Quem sabe passar a tomar Prozac, ficar feliz, ser agradável aos outros,
ou comprar um carro na Promac, um zero quilometro de preferência. Ou pegar,
simular uma doença, talvez seja o caminho mais rápido para chamar a atenção. A
verdade é que hoje eu não estou nada bem, nada de menos que eu tome veneno, que
morra comendo pão com bacalhau, nada conciso, todo lambido, meu corpo em
putrefação.
Depressão e melancolia, acho que não é por aí, é coisa da minha cabeça,
apesar do mal cheiro, vou ao futebol torcer pelo Treze que joga a Série C, da minha
terra, da minha raça, da minha província. Vou ao Shopping, comer roupa, vestir
cinema, sorrir ideias. Vou voltar a assistir o jornal. A tempestade me excita.
Não devia querer muito, não devia querer nada. Querer é sinônimo de
sofrimento, de frustração, de desalento. Conquistar desperta inveja, rivais,
mal olhado, figas, alhos e sal grosso. Preciso da moeda número um do Tio
Patinhas.
Preciso superar o medo, medo do escuro, do fechado, da multidão, da
derrota, de levar o fora, o não; medo do grito do tio, do espancamento do pai,
da calunia, da difamação. Preciso me isolar. A compra da roupa de marca não
preencheu, do carro novo, só foi bom, até o terceiro mês. Atraí pessoas piores
que as pessoas, poucas loucas, quase ninguém que estavam perto.
Não nego, os três meses de euforia consumista, na pista, como lagartixa,
balançando a cabeça, também tiveram seus dias bons. Ela batia em mim e me
beijava, agredia e acalentava e gostava quando eu falava palavras obscenas,
depreciativas. Ela gemia e xingava, quando beliscava a sua barriga; ela dizia
que meu carro era lindo.
Não nego, apesar do pouco tempo de bom, foi bom.
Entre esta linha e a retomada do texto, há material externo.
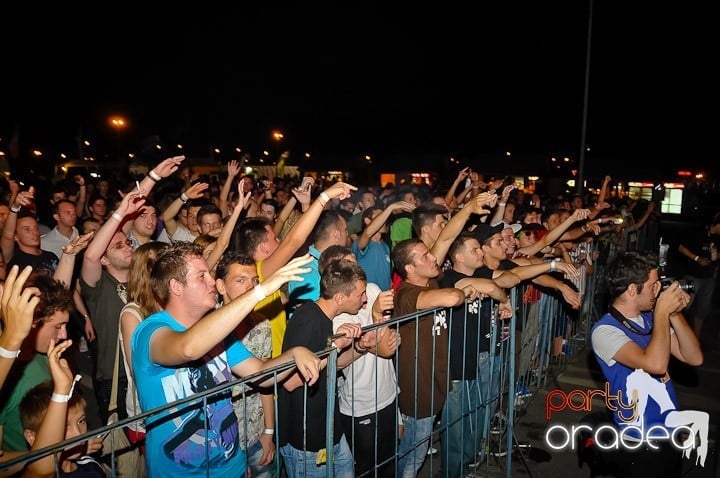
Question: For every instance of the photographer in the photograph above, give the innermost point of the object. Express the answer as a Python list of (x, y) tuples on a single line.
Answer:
[(701, 251), (632, 344)]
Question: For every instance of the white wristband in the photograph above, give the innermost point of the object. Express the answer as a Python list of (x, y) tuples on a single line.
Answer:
[(59, 398), (5, 353)]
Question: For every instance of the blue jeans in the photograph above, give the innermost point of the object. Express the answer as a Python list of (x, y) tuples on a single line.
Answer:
[(254, 455), (299, 463), (414, 445), (489, 388), (464, 416)]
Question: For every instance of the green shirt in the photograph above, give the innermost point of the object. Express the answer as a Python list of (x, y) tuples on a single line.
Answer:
[(24, 376)]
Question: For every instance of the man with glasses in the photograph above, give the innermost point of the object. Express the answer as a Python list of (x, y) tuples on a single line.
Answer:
[(633, 343)]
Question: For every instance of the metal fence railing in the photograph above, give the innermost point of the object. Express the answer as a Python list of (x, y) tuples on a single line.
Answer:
[(543, 334)]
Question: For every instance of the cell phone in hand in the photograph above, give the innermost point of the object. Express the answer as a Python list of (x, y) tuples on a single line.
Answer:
[(306, 183)]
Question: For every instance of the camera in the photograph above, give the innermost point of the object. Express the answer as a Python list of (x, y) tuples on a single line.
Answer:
[(686, 285)]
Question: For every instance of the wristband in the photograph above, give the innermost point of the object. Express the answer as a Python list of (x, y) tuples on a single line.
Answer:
[(5, 353), (60, 398), (259, 292)]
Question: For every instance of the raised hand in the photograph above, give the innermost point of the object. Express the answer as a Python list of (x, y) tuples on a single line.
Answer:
[(59, 369), (197, 190), (340, 190), (308, 364), (243, 197), (132, 202), (168, 166), (567, 269), (78, 244), (293, 270), (233, 168)]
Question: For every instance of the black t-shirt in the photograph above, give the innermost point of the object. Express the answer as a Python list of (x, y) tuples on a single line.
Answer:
[(309, 327), (46, 261)]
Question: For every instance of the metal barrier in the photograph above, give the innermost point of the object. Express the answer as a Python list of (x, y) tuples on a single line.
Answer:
[(527, 356)]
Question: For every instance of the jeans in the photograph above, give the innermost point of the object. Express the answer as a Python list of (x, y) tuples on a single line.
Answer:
[(363, 431), (254, 455), (414, 445), (489, 388), (299, 463), (464, 416)]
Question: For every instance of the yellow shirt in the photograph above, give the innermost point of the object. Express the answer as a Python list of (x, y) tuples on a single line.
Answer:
[(273, 308)]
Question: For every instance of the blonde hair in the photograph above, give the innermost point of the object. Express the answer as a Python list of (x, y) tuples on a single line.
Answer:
[(139, 285)]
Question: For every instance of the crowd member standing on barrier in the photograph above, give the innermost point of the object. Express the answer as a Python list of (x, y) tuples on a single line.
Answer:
[(303, 413), (633, 343), (422, 357), (180, 351)]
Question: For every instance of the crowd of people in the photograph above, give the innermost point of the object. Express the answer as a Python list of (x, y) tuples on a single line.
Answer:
[(189, 286)]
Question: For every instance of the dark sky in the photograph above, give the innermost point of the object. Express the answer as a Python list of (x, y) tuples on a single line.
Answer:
[(459, 78)]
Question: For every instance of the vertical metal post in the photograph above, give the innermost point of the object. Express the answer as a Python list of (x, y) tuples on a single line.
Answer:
[(583, 134)]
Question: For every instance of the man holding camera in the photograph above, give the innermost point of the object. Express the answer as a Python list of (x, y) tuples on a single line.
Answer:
[(633, 343)]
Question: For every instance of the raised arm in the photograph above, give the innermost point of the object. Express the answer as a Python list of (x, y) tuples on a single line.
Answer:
[(170, 213), (81, 198), (52, 427), (171, 348), (377, 223), (450, 195), (18, 307), (233, 171), (456, 224), (92, 267), (66, 265), (502, 202), (227, 229), (299, 233)]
Meu irmão me ligou
perguntando como eu ia pagar o bonito carro, deu parabéns irônico, sarcástico
pelo carro, mas, foi parabéns. Meu pai com olhar assustado falou, que os amigos
iriam perguntar como prosperei, ele precisava dar satisfação. Eu disse, com ar
de humor: não, não ladrão, sou apensas falsário, estelionatário e o mundo é dos
mais espertos.
Sem nexo, tudo, o vazio continua. Aproveitei o ensejo para falar com meu
pai sobre a vida, ele ficou na defensiva, justificou-se e eu nem cobrei nada. O
diálogo travou, fomos para uma das tangentes, falamos de música, de gente. O
Fluminense perdeu para o Corinthians na semifinal de 76. Ele riu muito e eu
chorei.
Passou, voltei as cinzas da mulher amiga, namorada sublimadora das
melancolias com cinzas e sorrisos disfarçados de segurança. Morreu jovem
carcomida por um câncer, contudo, antes a ajudei a descobrir o amor
contraditório, mas sincero. Não era isso que queria expressar.
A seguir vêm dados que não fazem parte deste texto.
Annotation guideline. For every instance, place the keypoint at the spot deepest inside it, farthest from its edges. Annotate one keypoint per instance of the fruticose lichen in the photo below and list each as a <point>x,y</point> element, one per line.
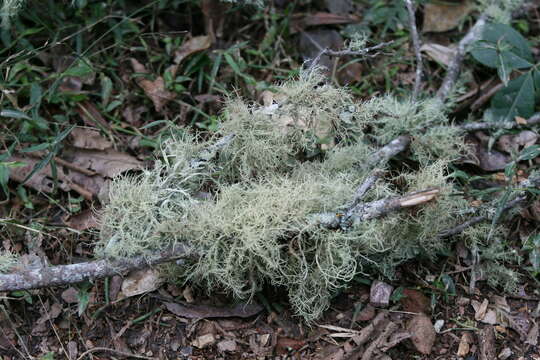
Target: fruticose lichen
<point>7,261</point>
<point>246,208</point>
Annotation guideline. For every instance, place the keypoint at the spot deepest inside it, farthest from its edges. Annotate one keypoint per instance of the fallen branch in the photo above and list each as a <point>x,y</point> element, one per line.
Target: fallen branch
<point>454,68</point>
<point>75,273</point>
<point>339,53</point>
<point>373,209</point>
<point>533,120</point>
<point>417,46</point>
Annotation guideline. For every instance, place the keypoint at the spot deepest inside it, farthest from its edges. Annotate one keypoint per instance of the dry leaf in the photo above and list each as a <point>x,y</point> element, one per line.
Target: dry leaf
<point>227,346</point>
<point>532,336</point>
<point>443,16</point>
<point>422,333</point>
<point>192,46</point>
<point>300,21</point>
<point>193,311</point>
<point>68,179</point>
<point>480,308</point>
<point>108,163</point>
<point>140,282</point>
<point>83,221</point>
<point>155,90</point>
<point>415,301</point>
<point>464,345</point>
<point>85,138</point>
<point>521,121</point>
<point>204,341</point>
<point>441,54</point>
<point>379,294</point>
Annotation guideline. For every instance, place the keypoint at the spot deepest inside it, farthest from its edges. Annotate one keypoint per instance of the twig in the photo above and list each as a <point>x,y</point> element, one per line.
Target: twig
<point>365,186</point>
<point>75,273</point>
<point>374,209</point>
<point>117,352</point>
<point>416,44</point>
<point>454,68</point>
<point>359,53</point>
<point>533,120</point>
<point>390,150</point>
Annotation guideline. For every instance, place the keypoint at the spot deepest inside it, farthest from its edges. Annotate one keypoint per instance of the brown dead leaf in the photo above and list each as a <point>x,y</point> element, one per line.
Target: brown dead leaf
<point>423,333</point>
<point>521,121</point>
<point>108,163</point>
<point>487,160</point>
<point>204,341</point>
<point>301,21</point>
<point>227,346</point>
<point>480,308</point>
<point>464,344</point>
<point>192,46</point>
<point>513,143</point>
<point>155,90</point>
<point>443,16</point>
<point>441,54</point>
<point>68,179</point>
<point>380,293</point>
<point>133,115</point>
<point>486,342</point>
<point>193,311</point>
<point>70,295</point>
<point>85,138</point>
<point>339,6</point>
<point>284,344</point>
<point>140,282</point>
<point>83,221</point>
<point>366,314</point>
<point>415,301</point>
<point>532,336</point>
<point>215,14</point>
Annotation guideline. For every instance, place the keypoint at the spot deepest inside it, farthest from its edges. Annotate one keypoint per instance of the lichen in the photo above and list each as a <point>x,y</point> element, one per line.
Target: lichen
<point>247,209</point>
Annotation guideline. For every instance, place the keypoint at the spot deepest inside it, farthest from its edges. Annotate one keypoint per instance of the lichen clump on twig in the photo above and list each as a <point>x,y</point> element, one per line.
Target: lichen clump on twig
<point>246,199</point>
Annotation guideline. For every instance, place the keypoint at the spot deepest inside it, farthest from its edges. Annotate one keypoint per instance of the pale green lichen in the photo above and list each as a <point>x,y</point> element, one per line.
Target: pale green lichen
<point>248,209</point>
<point>7,261</point>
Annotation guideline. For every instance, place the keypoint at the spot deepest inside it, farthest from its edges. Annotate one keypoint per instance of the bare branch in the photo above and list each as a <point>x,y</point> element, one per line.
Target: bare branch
<point>357,53</point>
<point>374,209</point>
<point>454,68</point>
<point>533,120</point>
<point>417,45</point>
<point>75,273</point>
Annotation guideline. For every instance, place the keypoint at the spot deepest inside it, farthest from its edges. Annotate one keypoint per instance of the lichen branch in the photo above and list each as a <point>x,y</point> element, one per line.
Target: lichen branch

A realidade verdadeira, real, concreta vem à noite; o silêncio, a não
luz mostra-me a realidade dos fatos. De fato não há esperança, pois não há
sentido. Tenho medo do silêncio da noite, pois me escuto, não gosto de me
ouvir. Quando não escuto-me, escuto outras vozes, que não são boas
conselheiras, levam-me a saber quem são meus inimigos, quem me perseguem. Eles
me perseguem pois sou ameaça, inconveniente para todos.
Aonde estão os verdadeiros amigos? Talvez no outro lado do planeta, no
outro mundo, no além túmulo.
Minha mãe observa-me, meu pai uma ameaça, meus filhos não sabem como
chegar a mim. Talvez, eu precise escovar os dentes, tomar banho, pentear os
cabelos, quem sabe buscar ajuda em uma religião, em Deus, talvez em um
psiquiatra.
Até outro momento espelho, espelho meu.